When I arrived back at camp that night, I talked with
Robert Pitman, the owner of White Oak, about the possibility
of hunting rabbits around his greenfields at the end
of deer season. When we did hunt, we found the bunnies
abundant, as I’d believed we would.
To
locate rabbits throughout your region, look on the edges
of greenfields planted for deer. You often can predict
the kind of rabbits you’ll find around these greenfields
by where the field is located. If the greenfield is
planted in or near a pine plantation or a clearcut,
generally you’ll have cottontails to hunt. However,
if that planted greenfield lies in swampy terrain, or,
on the edge of a creek or a ricer, primarily swamp rabbits
may utilize that field. You also can pinpoint productive
rabbit and deer hunting in the middle of a pine plantation.

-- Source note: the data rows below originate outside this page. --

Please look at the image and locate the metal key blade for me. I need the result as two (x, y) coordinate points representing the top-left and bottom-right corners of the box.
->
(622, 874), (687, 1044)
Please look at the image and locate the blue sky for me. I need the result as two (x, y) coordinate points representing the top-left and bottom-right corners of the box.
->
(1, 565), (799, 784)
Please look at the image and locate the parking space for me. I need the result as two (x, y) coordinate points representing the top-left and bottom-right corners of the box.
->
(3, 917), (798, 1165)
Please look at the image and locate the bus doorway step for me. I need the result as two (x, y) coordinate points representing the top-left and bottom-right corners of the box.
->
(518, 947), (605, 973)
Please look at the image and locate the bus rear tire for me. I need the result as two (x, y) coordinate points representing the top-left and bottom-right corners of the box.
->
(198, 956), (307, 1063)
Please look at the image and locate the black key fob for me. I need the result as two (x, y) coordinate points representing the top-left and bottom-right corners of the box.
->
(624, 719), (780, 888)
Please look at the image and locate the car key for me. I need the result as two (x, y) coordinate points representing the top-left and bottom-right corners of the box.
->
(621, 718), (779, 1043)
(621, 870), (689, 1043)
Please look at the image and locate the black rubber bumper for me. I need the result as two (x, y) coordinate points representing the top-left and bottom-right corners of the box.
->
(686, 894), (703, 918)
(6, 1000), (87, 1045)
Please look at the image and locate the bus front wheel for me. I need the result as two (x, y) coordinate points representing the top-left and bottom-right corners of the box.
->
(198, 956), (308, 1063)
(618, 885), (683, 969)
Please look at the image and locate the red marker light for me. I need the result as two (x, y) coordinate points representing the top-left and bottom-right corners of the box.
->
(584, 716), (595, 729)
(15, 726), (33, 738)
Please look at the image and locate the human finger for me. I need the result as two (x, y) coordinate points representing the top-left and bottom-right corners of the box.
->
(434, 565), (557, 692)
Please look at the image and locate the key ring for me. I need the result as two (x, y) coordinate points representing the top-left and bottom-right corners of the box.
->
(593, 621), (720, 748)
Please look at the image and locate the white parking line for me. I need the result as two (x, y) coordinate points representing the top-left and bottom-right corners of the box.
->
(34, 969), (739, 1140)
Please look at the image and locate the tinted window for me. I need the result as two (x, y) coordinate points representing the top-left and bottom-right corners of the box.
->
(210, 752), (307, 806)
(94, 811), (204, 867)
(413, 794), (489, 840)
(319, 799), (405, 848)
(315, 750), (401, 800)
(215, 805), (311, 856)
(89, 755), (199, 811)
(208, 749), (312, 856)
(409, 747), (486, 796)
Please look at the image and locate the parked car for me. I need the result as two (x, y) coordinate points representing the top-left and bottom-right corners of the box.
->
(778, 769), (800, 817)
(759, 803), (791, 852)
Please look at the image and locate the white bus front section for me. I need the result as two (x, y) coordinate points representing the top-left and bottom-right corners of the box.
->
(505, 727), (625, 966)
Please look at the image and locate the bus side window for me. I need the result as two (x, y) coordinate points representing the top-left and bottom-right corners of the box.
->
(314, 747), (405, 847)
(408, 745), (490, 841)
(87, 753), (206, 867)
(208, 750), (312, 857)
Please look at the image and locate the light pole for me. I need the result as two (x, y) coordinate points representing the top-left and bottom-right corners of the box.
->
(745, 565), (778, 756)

Often the fire breaks, the wildlife openings and the
greenfields planted for deer as well as the roads leading
around and through the pine plantation will be planted
with some type of low-growing grass on which rabbits
thrive. Remember, all a rabbit must have to survive
is food and cover. If rabbits can find those ingredients
in a young pine plantation, or, on the edge of a pine
plantation, that’s where the rabbits will live.